The Archbishop’s bomb

by - 8th February 2008

I believe the Archbishop has done something enormously courageous, perhaps without realizing it.  He’s dropped a bomb on multi-culturalism.

With his huge, dense speech on the shariah at the Royal Courts of Justice on Thursday night, he has woken the country from its self-delusion.  There have been whole university departments devoted to what’s called ‘comparative law’ in UK for twenty years at least, and a huge amount published on it – but no one pays attention to religion.  It’s because of secularization that the ABC’s speech has come as such a shock.
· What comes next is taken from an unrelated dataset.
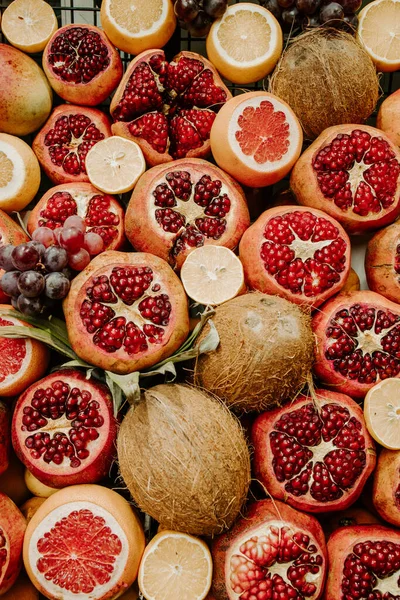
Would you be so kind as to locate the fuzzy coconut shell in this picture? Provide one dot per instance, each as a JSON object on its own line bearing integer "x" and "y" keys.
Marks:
{"x": 265, "y": 353}
{"x": 184, "y": 459}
He is right that there is a system of parallel or plural legal systems already operative in UK - and not just Muslim.  All religions develop legal systems, though they all operate differently and to different ends.  Now we can no longer ignore the cherished secular myth of uniformity.  So what do we do now?  Do we ignore the fact as we have done for so long?  A cult of silence has been in operation for thirty years, to use SOAS Law Professor Werner Menski’s potent phrase.  Purposive non-discourse, he once said memorably, has been government policy a generation.  It’s what’s allowed all kinds of human rights abuses to get rooted.  And it has also allowed the rest of the country to operate a kind of silent apartheid,  a pretence that minority cultures would have no impact on the rest of us.

What do those who have reacted in such high dudgeon to the Archbishop think should be done about informal shariah?  What world are they living in?  Go on ignoring it?  Hardly.  Ban it ?  Surely not!  If you do that, you ban Muslims!  To be Muslim is to follow some form of the shariah.  So what’s left is to incorporate it – and so achieve a certain right to regulate its excesses, although the ABC did not quite put it that way. What he said was: 

The role of ’secular’ law is not the dissolution of [religious loyalties] in the name of universalism but the monitoring of such affiliations to prevent the creation of mutually isolated communities in which human liberties are seen in incompatible ways and individual persons are subjected to restraints or injustices for which there is no public redress. 

What the ABC is advocating is that secular positive law should recognize its own humanity in roots that are also religious – in this case Christian – and stop pretending it has the right to be so prescriptive, abolutising and uniform.   And anti-religious.  The famous ‘neutrality’ for which the law strives is more often a denial of difference than an affirmation of mercy and justice.

It was a brilliant, if sometimes opaque lecture – and a PR catastrophe.  Given the context of a cult of silence, the Archbishop probably would have done better not to accept this invitation, and thereby appear out of the blue to be suddenly sanctioning the shariah law.  It’s the last straw for many professional archbishop bashers. Given the way the lectures have been pitched it was a trap – and he’s walked right into it.

But there will be no ignoring the reality of migration any more.